Par courrier du 26 février 2024 puis du 3 octobre 2024 notifié par huissier le 11 octobre 2024, la SAEM ADOMA a mis en demeure Monsieur [H] [Z] de régler la somme de 2 635,65 € au titre des redevances impayées.
Par exploit d’huissier en date du 20 février 2025, la SAEM ADOMA a fait assigner Monsieur [H] [Z] devant le juge des contentieux de la protection du tribunal judiciaire de GRENOBLE à l’effet de voir, sous le bénéfice de l’exécution provisoire:
— Constater la résiliation de plein droit du contrat de résidence au 11/11/24 intervenue entre Monsieur [H] [Z] et la SAEM ADOMA ;
Subsidiairement,
— Prononcer la résiliation du contrat aux torts de Monsieur [H] [Z] au visa de l’article 1217 du code civil ;
En tout état de cause,
— Autoriser la SAEM ADOMA à procéder à l’expulsion de Monsieur [H] [Z] et de tout occupant de son chef au besoin avec le concours de la force publique dans le mois de la signification du jugement à intervenir ;
— Voir condamner Monsieur [H] [Z] à payer à la SAEM ADOMA la somme de 1 572,38 € au titre du solde débiteur du contrat, voire de l’indemnité d’occupation arrêtée au 31/10/24 outre intérêts au taux légal sur ladite somme à compter du 11/10/24 date de la mise en demeure ;
— S’entendre fixer l’indemnité mensuelle d’occupation due à la SAEM ADOMA à une somme égale au montant de la redevance mensuelle qui aurait été due si le contrat de résidence s’était poursuivi jusqu’à libération effective des lieux
— Voir condamner Monsieur [H] [Z] au paiement de cette indemnité mensuelle d’occupation pour la période allant du 11/11/24, jour de la résiliation du contrat jusqu’à son départ effectif des lieux loués
— Prononcer l’exécution provisoire du jugement à intervenir ;
— Condamner Monsieur [H] [Z] au paiement de la somme de 478.56 en application de l’article 700 du code de procédure civile ;
— Condamner le même aux entiers dépens de l’instance.

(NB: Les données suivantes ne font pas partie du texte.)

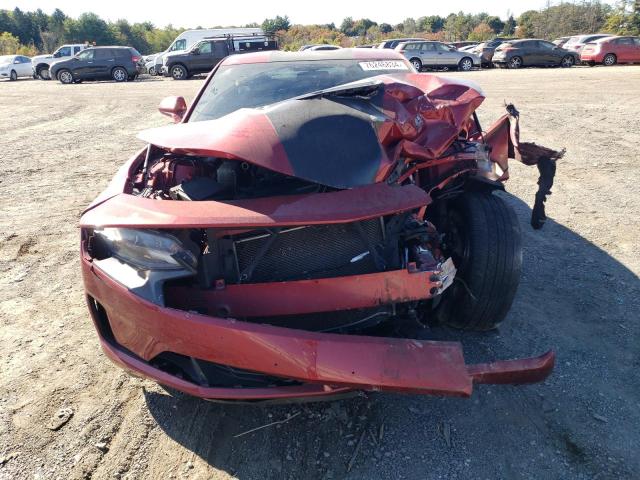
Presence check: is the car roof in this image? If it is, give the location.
[87,45,133,50]
[589,35,630,43]
[222,48,406,65]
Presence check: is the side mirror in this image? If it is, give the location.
[158,97,187,123]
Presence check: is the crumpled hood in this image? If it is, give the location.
[138,73,484,188]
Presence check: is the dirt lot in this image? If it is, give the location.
[0,66,640,479]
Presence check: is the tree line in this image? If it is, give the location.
[0,0,640,55]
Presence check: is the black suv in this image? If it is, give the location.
[50,47,144,83]
[162,35,278,80]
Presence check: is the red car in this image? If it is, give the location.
[580,37,640,66]
[80,49,561,400]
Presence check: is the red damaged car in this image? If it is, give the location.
[81,49,562,400]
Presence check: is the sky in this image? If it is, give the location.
[0,0,576,28]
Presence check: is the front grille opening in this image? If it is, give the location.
[149,352,302,388]
[233,218,384,283]
[248,305,396,334]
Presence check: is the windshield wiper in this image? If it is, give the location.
[293,80,384,100]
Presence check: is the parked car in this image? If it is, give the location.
[51,47,144,84]
[471,37,513,67]
[80,49,559,401]
[298,43,342,52]
[152,27,264,75]
[0,55,31,80]
[580,37,640,66]
[562,33,611,55]
[307,45,342,52]
[31,43,89,80]
[493,38,578,68]
[377,38,424,49]
[142,52,164,76]
[551,37,571,47]
[395,40,480,72]
[162,35,278,80]
[450,42,480,50]
[144,59,162,77]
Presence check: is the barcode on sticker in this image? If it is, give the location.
[360,60,409,71]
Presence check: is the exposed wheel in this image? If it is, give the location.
[560,55,576,68]
[436,192,522,330]
[58,69,73,85]
[509,57,522,68]
[171,64,189,80]
[111,67,129,82]
[458,57,473,72]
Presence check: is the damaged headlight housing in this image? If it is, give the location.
[94,228,198,272]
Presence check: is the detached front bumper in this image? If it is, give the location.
[82,258,554,400]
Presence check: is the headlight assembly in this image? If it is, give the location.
[94,228,198,273]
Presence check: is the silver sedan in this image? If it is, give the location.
[395,41,480,71]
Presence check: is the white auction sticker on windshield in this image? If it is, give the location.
[360,60,409,71]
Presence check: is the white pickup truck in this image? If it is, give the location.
[31,43,90,80]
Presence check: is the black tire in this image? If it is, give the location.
[38,67,51,80]
[508,56,522,69]
[169,63,189,80]
[57,68,75,85]
[560,55,576,68]
[436,192,522,331]
[458,57,473,72]
[111,67,129,82]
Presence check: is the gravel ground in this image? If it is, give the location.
[0,66,640,480]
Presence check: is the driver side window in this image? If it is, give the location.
[170,38,187,52]
[78,50,94,60]
[198,42,211,53]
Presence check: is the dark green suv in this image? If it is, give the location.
[162,35,278,80]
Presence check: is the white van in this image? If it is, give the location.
[147,28,264,75]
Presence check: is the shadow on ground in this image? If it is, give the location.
[145,196,640,479]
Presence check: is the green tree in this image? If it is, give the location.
[340,17,355,37]
[402,18,416,35]
[262,15,291,33]
[0,32,20,55]
[502,15,516,37]
[468,22,496,42]
[483,16,506,34]
[380,23,393,33]
[64,13,116,45]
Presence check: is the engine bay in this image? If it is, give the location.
[132,151,331,201]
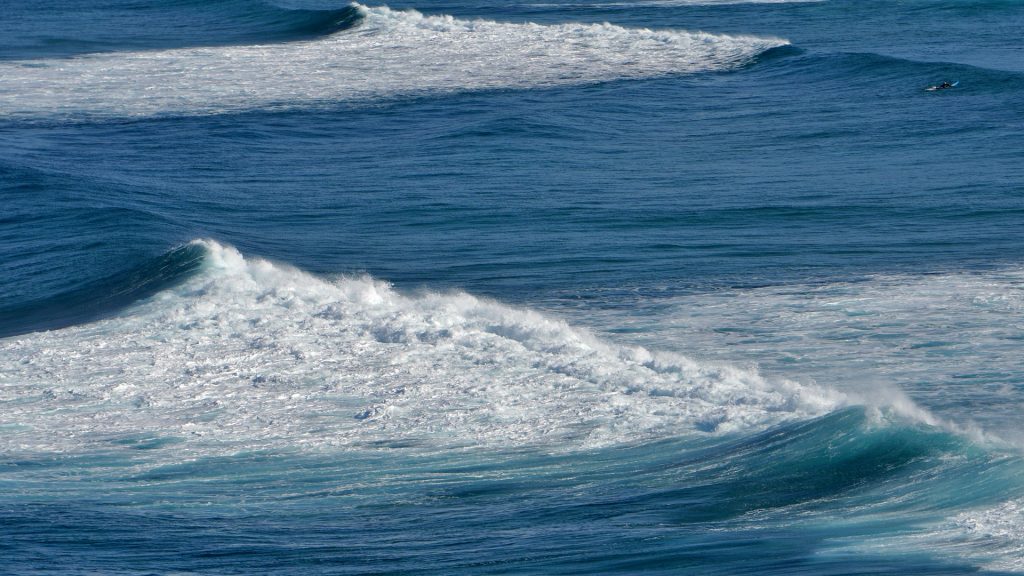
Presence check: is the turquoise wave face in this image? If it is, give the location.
[0,0,359,60]
[0,0,1024,575]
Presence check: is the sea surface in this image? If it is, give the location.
[0,0,1024,576]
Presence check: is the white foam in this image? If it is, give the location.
[0,237,841,454]
[575,268,1024,436]
[0,5,785,118]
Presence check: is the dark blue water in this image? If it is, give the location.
[0,0,1024,574]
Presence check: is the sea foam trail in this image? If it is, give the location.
[0,242,842,454]
[0,4,786,118]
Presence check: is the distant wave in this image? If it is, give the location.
[0,4,786,118]
[0,0,360,60]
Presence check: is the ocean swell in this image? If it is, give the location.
[0,4,786,119]
[0,241,842,454]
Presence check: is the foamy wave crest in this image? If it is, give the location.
[0,5,785,118]
[0,242,842,454]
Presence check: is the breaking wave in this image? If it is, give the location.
[0,241,842,453]
[0,4,786,119]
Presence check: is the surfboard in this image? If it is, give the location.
[925,80,959,92]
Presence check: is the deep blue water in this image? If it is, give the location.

A l’audience du 10 mars 2025, la demanderesse a maintenu ses demandes et actualisé sa créance à la somme de 915,02 € au 6 mars 2025.
Le défendeur a expliqué qu’il avait perdu son travail et a remboursé une partie de sa dette par un réglement de 300 euros effectué par carte bancaire le 7 mars 2025. Il demande des délais pour régler la dette en proposant la somme maximum de 170 € par mois.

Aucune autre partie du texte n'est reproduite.